Ever had that moment when you knew you nailed it? When you had the skill, understood what was happening, anticipated results, made it work?

What does it mean to say you're a professional anyway? I don't know if the answer is the same in every profession. Probably not.

When I was an occupational therapist I pretty much knew that if I could manage to keep a head injured combative man from punching me, transfer a 150 pound quadriplegic by myself, and not break down in tears when I had to clock out and still had two hours of paperwork to do at the rehab hospital all in the same day, I was a professional... or at least had done it long enough to avoid the tears part.

Later in my career when I got smarter and left rehab, I did things like help moms learn to facilitate movement in their low-tone babies, teach calming techniques to grandmothers of drug-exposed infants who screamed all day long (those women are going to heaven, no questions asked), and get an autistic kid to follow a one-step command with a smile (!!!). Professional.

But what does it mean when you work in your studio which is in your house and you wear your home pants* most of the time and some days you feel that if you don't at least get to the grocery store so you can chat up the employees (always pick your checker carefully on those days) you might go a little crazy. I think being a professional artist has many definitions. I saw it just a moment ago when I went out to the garage dye studio to give the yarn on the stove a poke and knew just by the feel of it that it would come to temperature in about 40 minutes, that the dye was taking up evenly, and that it was going to be a perfect hand-dye.
I get the same feeling at the loom fairly often. It is just something in your gut that knows that that curve isn't going to look right unless you add one more sequence or take the corner off that step or change that color in the weft bundle for one bit of hot pink. The fingers that know I've missed a warp thread and have started to take the pick out lest I cause a float before my brain recognizes what I'm doing.

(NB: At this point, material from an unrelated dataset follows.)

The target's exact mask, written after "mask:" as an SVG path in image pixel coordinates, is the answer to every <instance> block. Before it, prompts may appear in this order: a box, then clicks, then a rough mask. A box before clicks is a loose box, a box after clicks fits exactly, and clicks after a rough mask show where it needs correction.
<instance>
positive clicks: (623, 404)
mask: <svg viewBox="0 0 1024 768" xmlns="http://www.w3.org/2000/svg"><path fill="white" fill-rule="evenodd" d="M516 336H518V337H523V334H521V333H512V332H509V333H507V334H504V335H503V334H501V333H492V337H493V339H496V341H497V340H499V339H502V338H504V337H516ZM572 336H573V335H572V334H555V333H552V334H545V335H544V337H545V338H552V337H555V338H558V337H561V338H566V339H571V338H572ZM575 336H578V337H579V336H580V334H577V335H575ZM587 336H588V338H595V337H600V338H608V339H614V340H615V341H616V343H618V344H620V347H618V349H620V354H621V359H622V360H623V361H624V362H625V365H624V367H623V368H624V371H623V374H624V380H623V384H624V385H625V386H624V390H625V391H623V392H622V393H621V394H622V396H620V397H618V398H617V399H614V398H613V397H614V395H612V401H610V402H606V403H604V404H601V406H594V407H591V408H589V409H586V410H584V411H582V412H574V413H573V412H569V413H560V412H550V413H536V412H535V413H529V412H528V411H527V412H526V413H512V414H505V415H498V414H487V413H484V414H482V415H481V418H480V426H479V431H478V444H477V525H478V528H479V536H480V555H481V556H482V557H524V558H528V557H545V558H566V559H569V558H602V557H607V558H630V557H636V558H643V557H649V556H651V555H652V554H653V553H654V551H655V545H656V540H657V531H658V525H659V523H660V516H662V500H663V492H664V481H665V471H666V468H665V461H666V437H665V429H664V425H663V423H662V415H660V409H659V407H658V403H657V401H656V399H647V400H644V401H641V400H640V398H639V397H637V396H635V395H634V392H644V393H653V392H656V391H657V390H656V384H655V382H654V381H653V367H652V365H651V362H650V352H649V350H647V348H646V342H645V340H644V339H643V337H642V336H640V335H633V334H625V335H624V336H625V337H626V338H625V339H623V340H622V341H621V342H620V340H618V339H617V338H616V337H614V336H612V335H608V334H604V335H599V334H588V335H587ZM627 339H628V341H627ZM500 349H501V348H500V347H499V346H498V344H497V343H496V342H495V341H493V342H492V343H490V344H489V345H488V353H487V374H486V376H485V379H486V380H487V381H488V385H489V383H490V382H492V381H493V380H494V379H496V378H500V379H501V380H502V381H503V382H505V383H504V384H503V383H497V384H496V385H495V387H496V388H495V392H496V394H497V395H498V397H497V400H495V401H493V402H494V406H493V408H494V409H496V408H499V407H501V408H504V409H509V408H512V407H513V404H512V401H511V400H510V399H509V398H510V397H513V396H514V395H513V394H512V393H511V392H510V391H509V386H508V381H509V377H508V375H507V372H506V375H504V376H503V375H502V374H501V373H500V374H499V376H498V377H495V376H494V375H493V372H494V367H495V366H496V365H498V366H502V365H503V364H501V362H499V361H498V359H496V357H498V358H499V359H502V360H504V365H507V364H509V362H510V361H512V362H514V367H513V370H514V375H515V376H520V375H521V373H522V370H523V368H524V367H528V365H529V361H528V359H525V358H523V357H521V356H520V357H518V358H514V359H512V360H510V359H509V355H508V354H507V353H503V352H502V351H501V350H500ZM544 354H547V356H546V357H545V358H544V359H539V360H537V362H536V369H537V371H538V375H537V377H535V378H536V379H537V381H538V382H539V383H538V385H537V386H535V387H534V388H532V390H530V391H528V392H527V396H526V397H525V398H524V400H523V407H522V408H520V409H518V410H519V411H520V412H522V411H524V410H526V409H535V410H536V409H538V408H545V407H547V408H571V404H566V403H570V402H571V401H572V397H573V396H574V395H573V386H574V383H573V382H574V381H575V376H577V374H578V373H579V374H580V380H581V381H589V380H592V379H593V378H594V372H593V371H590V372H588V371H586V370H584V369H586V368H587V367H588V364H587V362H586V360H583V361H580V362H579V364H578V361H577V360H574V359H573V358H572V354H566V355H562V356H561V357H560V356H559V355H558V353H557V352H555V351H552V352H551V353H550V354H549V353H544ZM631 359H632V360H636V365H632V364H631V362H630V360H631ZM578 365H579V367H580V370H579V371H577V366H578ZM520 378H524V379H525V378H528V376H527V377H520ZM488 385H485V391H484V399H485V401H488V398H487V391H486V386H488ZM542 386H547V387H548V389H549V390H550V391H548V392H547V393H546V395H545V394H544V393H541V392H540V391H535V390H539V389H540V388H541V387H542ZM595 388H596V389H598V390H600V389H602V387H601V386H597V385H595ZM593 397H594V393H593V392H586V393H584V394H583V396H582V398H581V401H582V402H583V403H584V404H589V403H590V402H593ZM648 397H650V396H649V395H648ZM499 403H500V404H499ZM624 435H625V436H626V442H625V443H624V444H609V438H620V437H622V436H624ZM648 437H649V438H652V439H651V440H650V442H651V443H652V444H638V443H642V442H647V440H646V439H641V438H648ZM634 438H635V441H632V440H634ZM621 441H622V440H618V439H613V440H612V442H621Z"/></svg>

Is that just the definition of practice? Or is there some way to actually quantify what a professional in the field of art is?

I'm not really sure that I should be calling myself a professional here... after all, we haven't decided on a definition and didn't your conservative Christian elementary school teach you not to toot your own horn like mind did? But I feel pretty good about using the word today. Even if I am wearing my home pants.*
*home pants. What you call the yoga pants that are really just a half step up from pajamas because it isn't right to wear pajamas all the time.